Practical statistics in R (2024)

An overview with ready-to-use code!

I finally learned how to apply statistics after 5 years of university. In my 5th year, I took a 2 month practical statistics course where everything was explained using the programming language R. I’ll tell you the main concepts including code, so you can just CTRL+F and don’t have to spend 2 months in class.

This article won’t learn you all the nitty-gritty details of statistics.
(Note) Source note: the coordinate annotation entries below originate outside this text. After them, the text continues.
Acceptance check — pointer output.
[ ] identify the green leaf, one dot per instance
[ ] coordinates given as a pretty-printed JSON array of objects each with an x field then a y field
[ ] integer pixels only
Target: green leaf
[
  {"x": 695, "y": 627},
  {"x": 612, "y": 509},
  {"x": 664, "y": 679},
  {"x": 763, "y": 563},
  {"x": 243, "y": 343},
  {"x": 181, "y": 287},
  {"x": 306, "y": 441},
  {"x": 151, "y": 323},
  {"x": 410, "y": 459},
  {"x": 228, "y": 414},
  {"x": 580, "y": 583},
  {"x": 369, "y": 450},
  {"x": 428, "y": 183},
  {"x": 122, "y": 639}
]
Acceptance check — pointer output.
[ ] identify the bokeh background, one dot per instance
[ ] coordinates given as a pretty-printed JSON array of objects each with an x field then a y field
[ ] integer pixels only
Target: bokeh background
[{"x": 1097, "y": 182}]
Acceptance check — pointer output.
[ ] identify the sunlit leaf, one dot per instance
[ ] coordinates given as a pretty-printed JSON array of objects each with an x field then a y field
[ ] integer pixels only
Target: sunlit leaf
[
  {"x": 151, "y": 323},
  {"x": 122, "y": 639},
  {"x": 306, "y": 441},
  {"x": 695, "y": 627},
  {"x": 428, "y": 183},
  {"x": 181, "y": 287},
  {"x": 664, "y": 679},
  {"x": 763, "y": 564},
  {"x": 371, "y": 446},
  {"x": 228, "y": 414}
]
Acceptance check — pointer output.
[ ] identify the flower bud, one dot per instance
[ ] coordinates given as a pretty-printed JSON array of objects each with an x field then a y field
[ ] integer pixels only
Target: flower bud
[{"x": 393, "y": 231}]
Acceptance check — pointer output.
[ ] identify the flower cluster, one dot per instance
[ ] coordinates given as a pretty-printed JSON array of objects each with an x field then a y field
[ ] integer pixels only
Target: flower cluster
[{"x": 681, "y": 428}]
Other resources on the internet are already doing an awesome job at this (for example, Khan Academy).

This article is meant to quickly find which test to use for your data. For persons who forgot the contents of their statistics course. Or for those who remember, but don’t now how to apply the test using code.

The topics are presented as follows:
1. Normality assumption
2. One-sample tests (one sample t-test, sign test, Wilcoxon signed rank test)
3. Paired two-sample tests (paired t-test, Pearson correlation, Spearman rank correlation)
4. Independent two-sample tests (unpaired t-test, Mann-Whitney test)
5. Multiple groups, one factor (one-way ANOVA, Kruskal-Wallis)
6. Multiple groups, multiple factors (two-way ANOVA, Friedman)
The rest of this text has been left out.